第五十九話
お客さんが店に入って来て、吉坂さんが対応しているのをじっと見ていた。説明して頂いた接客の流れを頭の中でシミュレーションしている。
もし次のお客さんが店に入ってきたら、私が接客する番だ。
心臓の鼓動が高まるのが自分で分かった。小学生の頃の予防注射の順番を待っている感じに似ていた。

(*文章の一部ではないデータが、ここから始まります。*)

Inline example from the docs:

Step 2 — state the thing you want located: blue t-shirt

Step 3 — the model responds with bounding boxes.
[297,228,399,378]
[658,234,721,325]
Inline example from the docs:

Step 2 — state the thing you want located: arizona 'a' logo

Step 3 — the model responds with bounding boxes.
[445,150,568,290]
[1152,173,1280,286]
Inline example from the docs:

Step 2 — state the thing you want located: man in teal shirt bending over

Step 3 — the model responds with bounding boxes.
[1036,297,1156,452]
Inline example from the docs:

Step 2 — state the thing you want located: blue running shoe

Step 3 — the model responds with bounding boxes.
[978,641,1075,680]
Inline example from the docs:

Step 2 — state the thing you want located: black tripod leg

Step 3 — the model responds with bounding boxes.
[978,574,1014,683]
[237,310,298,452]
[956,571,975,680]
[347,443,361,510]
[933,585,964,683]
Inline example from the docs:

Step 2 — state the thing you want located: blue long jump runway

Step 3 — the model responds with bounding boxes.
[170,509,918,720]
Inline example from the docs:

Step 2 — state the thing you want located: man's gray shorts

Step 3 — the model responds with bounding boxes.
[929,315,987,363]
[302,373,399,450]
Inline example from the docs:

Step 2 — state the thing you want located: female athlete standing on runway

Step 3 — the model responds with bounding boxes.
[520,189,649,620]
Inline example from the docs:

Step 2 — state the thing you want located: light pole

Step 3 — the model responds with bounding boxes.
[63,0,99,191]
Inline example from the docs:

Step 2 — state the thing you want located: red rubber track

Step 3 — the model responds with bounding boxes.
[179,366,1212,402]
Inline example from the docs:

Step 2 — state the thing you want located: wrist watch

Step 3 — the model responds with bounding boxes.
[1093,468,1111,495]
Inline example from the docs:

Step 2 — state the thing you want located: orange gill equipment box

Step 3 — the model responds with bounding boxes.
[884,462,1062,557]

店内には窓側のカウンター席が八ヶ所、二人掛けテーブルが四ヶ所、四人掛けテーブル席が四ヶ所ある。席番号は十六番まで割り振ってある。埋まっている席はモニターで確認できる。
次のお客さんが来た。
私が行かないと……。
ほんの一瞬、弱気になったけど、私は頑張る!
極度の人見知りの私だって接客できるんだ。HSPの私だって接客はできるんだ。
心の中で強く念じた。
「い、いらっしゃいませぇ」
私がお客さんに言うと、続いて吉坂さん、新崎さん、アカリさんが合わせて言った。
私の声が変じゃなかったか、お客さんは変な人だと思っていないだろうか、など頭の中を次々と駆け抜ける。
「何名様でしょうか? ご案内致します」
覚えた台詞を頭の中で再生しながら口から出した。
「ご注文をお伺い致します。ご注文を繰り返します」
ハンディ端末に苦戦しながら、注文も何とかできた。
ちょっと声が小さかったかな。間違えずに注文できたはず。何度も何度も確認した。
新崎さんとアカリさんが注文の品を調理している。出来上がるまでの時間はだいたい予想できるから、テーブルを拭いたり、メニューを整えたりしている。

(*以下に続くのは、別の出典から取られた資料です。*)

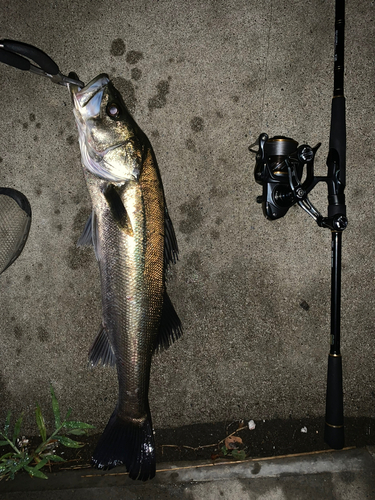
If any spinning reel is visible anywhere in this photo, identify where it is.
[249,134,348,231]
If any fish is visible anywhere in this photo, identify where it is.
[69,73,182,481]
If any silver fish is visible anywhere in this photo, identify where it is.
[69,74,182,481]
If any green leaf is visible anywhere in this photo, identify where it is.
[55,436,84,448]
[63,420,95,429]
[67,429,86,436]
[35,404,47,442]
[34,458,48,470]
[44,455,66,462]
[13,413,23,444]
[50,385,61,429]
[4,410,12,437]
[65,408,72,420]
[23,465,48,479]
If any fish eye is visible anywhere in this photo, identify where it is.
[107,102,121,118]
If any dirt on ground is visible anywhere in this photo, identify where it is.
[0,417,375,473]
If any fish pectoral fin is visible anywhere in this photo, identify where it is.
[77,212,93,247]
[155,292,182,351]
[89,325,116,366]
[103,184,134,236]
[164,206,178,271]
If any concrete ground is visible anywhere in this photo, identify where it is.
[0,447,375,500]
[0,0,375,476]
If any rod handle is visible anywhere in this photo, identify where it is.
[324,354,344,450]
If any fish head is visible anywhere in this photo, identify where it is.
[69,74,143,182]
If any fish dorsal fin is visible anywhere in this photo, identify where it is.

注文の品が出来上がったら、カウンターに並ぶので焦らずに配膳をする。
「お待たせ致しました。ご注文は以上でしょうか? ご、ごゆっくりどうぞ」
普段使わない言葉を喋るのは難しい。
お客さんが食べ終わり、立ち上がってレジに来るまでは、他の作業をすることができる。その間に次のお客さんが来れば対応する。吉坂さんと上手く連携して接客対応をしていく。
お客さんがお会計に席を立ったので私が対応をする。
「お会計は千五十円でございます。千百円お預かり致します。五十円のお返しになります。ありがとうございました」
お客さんを見送ってお辞儀をした。
「倉里さん。スマイル、スマイル!」
吉坂さんは人差し指で頬を上げる仕草をした。
「はい、スマイルです!」
私は忘れていた笑顔で返事した。